Bundeskunsthalle Judith Hermann und Manuela Reichart sprechen über Alice Munro

BONN · Wie man weiß, reist die amtierende Literaturnobelpreisträgerin Alice Munro nicht mehr. Die 83-jährige Schriftstellerin ist gesundheitlich ziemlich angeschlagen; bei der Preisverleihung in Stockholm im Vorjahr wurde sie durch ihre Tochter vertreten.

Unter dem Motto "Liebes Leben", zugleich Titel des jüngsten und vermutlich auch letzten Erzählbandes Munros, widmete das Literaturhaus Bonn der kanadischen Grande Dame der Kurzgeschichte eine Hommage.

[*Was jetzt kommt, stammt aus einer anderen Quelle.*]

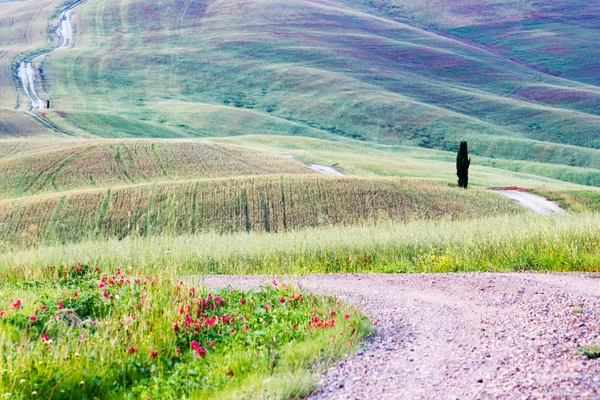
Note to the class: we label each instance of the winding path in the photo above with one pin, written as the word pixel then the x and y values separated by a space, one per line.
pixel 26 72
pixel 463 336
pixel 531 201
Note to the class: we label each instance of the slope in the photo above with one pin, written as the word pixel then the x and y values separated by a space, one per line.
pixel 188 67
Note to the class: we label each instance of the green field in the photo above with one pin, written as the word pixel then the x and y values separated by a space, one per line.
pixel 180 141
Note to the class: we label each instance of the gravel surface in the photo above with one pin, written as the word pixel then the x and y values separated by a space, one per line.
pixel 532 201
pixel 463 336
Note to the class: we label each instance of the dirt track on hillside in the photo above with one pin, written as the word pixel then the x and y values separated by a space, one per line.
pixel 534 202
pixel 464 336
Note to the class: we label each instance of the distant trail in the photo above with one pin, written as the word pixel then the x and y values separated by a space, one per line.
pixel 535 203
pixel 319 168
pixel 26 71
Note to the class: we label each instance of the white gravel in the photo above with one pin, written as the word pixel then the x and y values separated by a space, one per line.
pixel 324 169
pixel 463 336
pixel 535 203
pixel 26 71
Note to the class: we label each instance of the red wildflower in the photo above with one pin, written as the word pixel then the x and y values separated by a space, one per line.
pixel 201 351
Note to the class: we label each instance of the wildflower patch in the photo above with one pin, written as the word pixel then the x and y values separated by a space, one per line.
pixel 81 332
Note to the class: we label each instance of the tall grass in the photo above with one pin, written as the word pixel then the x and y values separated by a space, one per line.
pixel 61 165
pixel 259 204
pixel 508 243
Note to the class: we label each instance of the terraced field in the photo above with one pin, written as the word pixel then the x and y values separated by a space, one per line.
pixel 261 204
pixel 223 68
pixel 54 166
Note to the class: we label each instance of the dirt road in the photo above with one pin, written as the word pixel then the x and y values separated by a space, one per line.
pixel 26 71
pixel 464 336
pixel 535 203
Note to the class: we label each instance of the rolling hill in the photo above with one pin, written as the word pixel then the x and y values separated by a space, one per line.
pixel 321 69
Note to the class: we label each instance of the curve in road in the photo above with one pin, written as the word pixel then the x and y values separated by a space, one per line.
pixel 462 336
pixel 26 71
pixel 531 201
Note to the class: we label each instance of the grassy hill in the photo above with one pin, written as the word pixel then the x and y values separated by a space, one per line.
pixel 56 166
pixel 190 68
pixel 393 72
pixel 259 204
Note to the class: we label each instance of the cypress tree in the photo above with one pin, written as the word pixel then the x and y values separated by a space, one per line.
pixel 462 165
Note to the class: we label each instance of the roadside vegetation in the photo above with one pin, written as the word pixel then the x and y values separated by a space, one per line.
pixel 80 331
pixel 251 204
pixel 506 243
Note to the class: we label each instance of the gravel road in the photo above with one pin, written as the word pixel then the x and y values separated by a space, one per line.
pixel 463 336
pixel 26 71
pixel 534 202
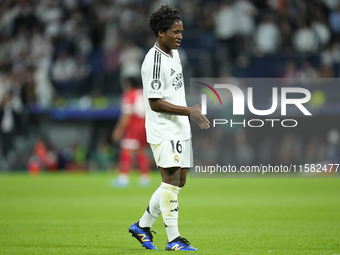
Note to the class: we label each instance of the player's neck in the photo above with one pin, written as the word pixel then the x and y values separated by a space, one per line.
pixel 164 48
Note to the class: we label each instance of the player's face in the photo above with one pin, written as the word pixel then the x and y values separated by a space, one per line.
pixel 171 39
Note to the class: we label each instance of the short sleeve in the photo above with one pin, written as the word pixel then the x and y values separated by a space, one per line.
pixel 152 75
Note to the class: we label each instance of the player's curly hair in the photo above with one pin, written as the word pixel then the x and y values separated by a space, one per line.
pixel 163 18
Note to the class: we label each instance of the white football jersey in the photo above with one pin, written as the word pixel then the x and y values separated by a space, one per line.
pixel 163 78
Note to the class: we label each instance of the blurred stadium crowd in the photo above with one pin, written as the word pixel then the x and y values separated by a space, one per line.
pixel 59 50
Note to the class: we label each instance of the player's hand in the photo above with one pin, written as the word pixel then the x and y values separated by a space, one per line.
pixel 197 116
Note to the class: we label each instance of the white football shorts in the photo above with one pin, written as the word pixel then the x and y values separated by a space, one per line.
pixel 173 153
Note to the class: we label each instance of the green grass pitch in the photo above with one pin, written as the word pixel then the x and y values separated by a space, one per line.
pixel 81 214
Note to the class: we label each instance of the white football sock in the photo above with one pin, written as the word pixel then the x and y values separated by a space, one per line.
pixel 169 208
pixel 153 210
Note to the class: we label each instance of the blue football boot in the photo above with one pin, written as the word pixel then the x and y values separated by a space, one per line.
pixel 143 235
pixel 180 244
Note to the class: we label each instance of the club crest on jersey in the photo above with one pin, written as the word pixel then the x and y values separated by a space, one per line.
pixel 156 84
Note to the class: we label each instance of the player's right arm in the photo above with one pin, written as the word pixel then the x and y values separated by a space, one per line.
pixel 153 81
pixel 159 105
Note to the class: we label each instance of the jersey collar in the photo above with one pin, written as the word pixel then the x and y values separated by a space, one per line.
pixel 165 54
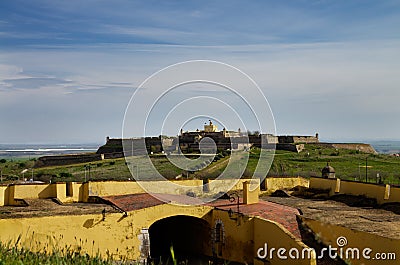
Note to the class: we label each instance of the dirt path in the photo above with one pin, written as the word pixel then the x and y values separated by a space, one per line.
pixel 375 221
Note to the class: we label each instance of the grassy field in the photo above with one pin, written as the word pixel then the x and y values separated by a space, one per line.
pixel 349 164
pixel 11 255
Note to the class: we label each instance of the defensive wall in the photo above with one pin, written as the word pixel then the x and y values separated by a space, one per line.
pixel 121 236
pixel 364 148
pixel 382 193
pixel 61 160
pixel 65 192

Die ursprünglich dafür angesetzte Lounge der Bundeskunsthalle erwies sich überraschungsfrei als viel zu klein, und selbst im Forum des Hauses mussten die Sitzreihen kräftig erweitert werden: Mehr als 500 Zuhörer drängten hinein, um die profunde Würdigung Munros durch die deutsche Autorin Judith Hermann, welche ebenfalls im Genre der Kurzgeschichte reüssierte, und die Kulturjournalistin und Filmemacherin Manuela Reichart zu verfolgen.

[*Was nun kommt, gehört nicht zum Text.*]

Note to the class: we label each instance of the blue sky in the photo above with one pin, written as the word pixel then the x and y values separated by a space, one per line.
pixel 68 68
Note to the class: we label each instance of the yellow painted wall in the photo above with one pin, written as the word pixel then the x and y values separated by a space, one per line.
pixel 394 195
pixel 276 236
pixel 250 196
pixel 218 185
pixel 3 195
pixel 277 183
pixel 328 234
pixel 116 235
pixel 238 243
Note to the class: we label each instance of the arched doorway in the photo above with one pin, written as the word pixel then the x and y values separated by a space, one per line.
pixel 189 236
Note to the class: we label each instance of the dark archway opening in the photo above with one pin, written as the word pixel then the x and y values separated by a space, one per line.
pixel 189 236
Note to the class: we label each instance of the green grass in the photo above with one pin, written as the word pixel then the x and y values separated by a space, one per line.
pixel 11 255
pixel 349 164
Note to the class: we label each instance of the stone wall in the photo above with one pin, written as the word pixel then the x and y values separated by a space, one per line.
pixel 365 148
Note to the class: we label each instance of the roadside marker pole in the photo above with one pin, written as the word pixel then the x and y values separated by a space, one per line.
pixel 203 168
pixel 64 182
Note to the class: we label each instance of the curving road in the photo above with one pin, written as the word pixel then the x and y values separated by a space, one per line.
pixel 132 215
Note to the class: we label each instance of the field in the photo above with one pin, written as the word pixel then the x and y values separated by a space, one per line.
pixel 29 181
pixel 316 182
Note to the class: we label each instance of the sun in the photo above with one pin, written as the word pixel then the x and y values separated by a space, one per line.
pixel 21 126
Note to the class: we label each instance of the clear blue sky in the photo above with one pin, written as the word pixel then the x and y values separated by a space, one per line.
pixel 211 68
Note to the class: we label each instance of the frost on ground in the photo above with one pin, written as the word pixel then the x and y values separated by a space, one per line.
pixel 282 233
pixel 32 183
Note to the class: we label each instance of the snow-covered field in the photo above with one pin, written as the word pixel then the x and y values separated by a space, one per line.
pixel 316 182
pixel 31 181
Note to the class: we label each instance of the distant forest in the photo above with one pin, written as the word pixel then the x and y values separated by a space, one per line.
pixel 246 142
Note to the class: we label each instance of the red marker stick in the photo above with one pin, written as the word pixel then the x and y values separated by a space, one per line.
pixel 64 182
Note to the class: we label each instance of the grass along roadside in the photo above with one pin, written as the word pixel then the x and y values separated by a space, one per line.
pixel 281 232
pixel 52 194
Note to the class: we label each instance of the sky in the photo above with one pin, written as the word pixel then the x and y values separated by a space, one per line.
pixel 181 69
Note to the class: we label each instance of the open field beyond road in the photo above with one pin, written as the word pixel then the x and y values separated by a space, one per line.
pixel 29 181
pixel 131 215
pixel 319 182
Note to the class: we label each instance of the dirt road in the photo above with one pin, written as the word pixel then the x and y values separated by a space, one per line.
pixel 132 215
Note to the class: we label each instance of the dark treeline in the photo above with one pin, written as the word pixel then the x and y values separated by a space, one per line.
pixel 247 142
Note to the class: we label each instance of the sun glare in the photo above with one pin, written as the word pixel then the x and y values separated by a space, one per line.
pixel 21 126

Hermann begann im Alter von 30 Jahren, Alice Munro zu entdecken. "Sie war ja ein Geheimtipp, ich wollte sie für mich behalten und habe daher auch gehofft, dass sie den Nobelpreis nicht bekommt", verrät die Schriftstellerin, die für Munros Kurzgeschichtenband "Der Traum meiner Mutter" ein Nachwort verfasste. "Man muss sich vom eigenen Schreiben distanzieren, wenn man sie liest. Sie ist unerreicht gut."

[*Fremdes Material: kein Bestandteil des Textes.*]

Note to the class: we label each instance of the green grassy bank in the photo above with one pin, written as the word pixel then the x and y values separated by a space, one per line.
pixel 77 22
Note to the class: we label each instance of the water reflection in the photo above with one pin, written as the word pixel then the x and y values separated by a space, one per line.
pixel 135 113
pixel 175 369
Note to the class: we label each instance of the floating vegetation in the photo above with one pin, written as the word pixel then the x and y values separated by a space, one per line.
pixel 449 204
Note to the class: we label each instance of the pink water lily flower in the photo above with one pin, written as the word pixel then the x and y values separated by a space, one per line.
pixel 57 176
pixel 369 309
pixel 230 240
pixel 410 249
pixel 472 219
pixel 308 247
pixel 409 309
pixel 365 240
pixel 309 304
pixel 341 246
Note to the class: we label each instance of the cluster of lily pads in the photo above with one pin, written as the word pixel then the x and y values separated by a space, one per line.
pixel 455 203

Reichart bezeichnete die Kanadierin als "Meisterin der kleinen Form". Zum Erfolgsrezept der Nobelpreisträgerin zähle für sie auch die "genaue Menschenbeschreibung und nicht zuletzt die Fähigkeit, mit Auslassungen Geschichten zu erzählen". Judith Hermann ergänzt: "Ihr Schreiben gründet sich oft auf einem bestimmten Moment, in dem jemand etwas sagt oder denkt."

"Wenn ich ein Mann wäre, würde ich das immer lesen", sagt Reichart über Munros Werke, "man lernt so viel über Frauen." Im Schlusskapitel des Abends, Alice Munro und der Sex, versteigen sich die beiden ansonsten famos fachsimpelnden Literaturexpertinnen auf dem Podium zu der These, dass männliche Autoren nun mal nicht in der Lage seien, so großartig leichthändig über Sex zu schreiben. Reichart: "Was denen meistens fehlt, ist, Humor und Sex zusammen zu bringen."